Daily bit(e) of C++ | Bounded subarrays
Daily bit(e) of C++ #175, Common interview problem: Bounded subarrays.
Today we will look at a common C++ interview problem: Bounded subarrays.
Given an array of integers and two boundary values, A and B, return the number of (contiguous) subarrays for which the value A is the minimum and value B is the maximum of the subarray.
For example, for the array {1,2,3,4,3} and bounds [2,4], there are only two valid subarrays: {2,3,4} and {2,3,4,3}.
Before you continue reading the solution, I encourage you to try to solve it yourself. Here is a Compiler Explorer link with a couple of test cases: https://compiler-explorer.com/z/6d84jE5c9.
Solution
The first observation to consider is that values outside the range [A, B] effectively create boundaries and divide our array into subsections that cannot interact.
So let’s consider what happens in one of these chunks when we observe the values A and B.
Consider A==2 and B==4. With an array {3,3,2}, we have zero instances of a subarray. Adding another value {3,3,2,4}, we jump to three instances ({3,3,2,4},{3,2,4},{2,4}). And in fact, we can calculate this number from the positions of A and B: std::min(a_idx,b_idx)+1. Adding another value that isn’t A or B increases the number of instances by this amount. For {3,3,2,4,3}, we are at six instances (adding {3,3,2,4,3},{3,2,4,3},{2,4,3}).
Adding A has a more interesting effect. Another A means that we can omit the previous instance of A. For {3,3,2,4,2}, we have the original three instances and four more on top of that ({3,3,2,4,2},{3,2,4,2},{2,4,2},{4,2}), which is again std::min(a_idx,b_idx)+1, but taking into account only the rightmost instances of A or B. You might also notice that B has become the limiting factor in our std::min expression.

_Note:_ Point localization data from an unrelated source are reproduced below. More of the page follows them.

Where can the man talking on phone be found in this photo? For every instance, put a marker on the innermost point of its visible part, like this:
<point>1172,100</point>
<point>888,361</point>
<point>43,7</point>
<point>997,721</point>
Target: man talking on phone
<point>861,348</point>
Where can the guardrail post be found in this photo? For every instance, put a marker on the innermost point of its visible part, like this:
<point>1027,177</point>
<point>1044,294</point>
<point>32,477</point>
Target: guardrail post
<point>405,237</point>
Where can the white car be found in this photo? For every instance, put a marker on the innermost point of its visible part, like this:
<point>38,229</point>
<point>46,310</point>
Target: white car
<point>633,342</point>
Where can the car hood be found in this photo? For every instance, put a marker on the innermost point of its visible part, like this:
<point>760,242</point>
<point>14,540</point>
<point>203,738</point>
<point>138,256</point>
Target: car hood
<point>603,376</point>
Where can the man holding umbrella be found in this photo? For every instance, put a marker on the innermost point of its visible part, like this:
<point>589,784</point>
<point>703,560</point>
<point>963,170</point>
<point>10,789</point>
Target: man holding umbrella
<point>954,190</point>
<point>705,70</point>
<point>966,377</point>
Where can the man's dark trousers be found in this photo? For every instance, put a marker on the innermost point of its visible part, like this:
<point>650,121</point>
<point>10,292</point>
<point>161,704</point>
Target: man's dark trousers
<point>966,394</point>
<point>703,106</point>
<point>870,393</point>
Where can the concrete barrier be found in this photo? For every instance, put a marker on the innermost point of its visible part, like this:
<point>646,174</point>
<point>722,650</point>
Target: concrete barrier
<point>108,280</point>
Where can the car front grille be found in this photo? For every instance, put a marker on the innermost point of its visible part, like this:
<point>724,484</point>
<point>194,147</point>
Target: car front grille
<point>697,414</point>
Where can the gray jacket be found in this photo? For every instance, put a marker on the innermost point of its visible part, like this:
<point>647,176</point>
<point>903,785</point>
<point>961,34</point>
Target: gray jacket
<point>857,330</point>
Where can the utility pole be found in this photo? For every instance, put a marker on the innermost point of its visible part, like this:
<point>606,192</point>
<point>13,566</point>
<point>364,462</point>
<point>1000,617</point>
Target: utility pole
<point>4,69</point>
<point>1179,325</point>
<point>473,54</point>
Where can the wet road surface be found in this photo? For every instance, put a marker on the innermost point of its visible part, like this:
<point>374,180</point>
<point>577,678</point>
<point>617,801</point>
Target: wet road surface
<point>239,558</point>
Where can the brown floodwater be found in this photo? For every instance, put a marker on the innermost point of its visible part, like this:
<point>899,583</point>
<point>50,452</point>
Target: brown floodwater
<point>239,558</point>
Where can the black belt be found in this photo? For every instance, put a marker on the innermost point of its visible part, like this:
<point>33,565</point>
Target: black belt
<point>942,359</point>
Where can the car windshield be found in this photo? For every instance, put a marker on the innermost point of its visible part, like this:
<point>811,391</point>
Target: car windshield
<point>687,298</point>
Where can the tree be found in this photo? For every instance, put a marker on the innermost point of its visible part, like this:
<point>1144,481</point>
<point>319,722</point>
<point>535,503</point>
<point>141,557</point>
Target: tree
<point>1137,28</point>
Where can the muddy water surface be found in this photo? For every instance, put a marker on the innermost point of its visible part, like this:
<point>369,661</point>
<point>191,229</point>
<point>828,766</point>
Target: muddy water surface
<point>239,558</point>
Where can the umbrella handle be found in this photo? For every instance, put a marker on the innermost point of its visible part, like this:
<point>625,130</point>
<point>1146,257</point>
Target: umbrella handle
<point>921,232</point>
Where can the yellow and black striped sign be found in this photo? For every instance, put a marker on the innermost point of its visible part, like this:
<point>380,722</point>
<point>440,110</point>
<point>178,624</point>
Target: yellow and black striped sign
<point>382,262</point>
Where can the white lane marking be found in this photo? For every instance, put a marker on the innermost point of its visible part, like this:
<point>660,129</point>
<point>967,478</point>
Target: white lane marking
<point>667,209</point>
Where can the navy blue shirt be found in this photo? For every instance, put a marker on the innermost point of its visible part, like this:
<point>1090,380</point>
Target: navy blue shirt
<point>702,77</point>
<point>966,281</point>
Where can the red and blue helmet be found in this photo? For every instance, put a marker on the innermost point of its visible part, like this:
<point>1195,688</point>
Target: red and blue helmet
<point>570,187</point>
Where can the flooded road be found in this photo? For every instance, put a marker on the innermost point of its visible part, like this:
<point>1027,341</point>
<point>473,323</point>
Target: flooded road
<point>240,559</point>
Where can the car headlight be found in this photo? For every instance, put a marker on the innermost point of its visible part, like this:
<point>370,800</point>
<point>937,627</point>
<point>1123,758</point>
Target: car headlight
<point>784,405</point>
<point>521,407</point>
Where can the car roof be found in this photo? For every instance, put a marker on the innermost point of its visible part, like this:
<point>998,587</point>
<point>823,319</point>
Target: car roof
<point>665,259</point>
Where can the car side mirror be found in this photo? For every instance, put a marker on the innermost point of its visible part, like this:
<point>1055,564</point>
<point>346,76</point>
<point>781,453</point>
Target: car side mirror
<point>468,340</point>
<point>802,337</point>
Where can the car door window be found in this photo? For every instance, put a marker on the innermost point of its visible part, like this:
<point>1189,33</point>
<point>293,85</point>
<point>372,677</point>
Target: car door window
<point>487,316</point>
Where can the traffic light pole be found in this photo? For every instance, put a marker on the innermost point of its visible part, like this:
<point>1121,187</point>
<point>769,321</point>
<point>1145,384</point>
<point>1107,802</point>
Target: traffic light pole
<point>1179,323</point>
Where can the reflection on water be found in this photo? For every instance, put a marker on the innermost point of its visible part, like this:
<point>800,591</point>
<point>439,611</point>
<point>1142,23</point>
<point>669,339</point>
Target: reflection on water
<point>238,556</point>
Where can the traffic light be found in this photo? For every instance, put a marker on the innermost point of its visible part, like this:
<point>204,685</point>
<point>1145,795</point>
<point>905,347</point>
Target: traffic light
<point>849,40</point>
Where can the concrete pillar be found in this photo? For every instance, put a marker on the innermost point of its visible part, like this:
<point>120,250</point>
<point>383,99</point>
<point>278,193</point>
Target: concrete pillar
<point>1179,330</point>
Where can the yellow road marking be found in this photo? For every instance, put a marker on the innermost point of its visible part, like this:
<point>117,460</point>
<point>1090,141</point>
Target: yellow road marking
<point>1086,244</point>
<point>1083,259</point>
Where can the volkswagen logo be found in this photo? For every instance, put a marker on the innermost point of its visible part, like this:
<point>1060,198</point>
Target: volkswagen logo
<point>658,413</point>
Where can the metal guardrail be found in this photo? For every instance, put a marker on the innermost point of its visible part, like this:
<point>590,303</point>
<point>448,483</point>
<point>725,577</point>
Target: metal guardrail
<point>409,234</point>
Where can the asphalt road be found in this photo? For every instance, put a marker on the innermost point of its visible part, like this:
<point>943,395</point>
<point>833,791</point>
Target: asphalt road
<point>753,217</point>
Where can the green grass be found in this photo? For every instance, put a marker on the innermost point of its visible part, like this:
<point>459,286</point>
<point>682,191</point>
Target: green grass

So if we only had values from the range [A, B], we could scan the array, keeping track of the last instance of A and B, calculating the number of instances for each index.
Fortunately, boundary values do not break this approach. Consider that even when we do not have a boundary, we are already calculating the number of instances against the natural boundary of the array. The only change with boundary values is that they effectively move the start of the array for our computation.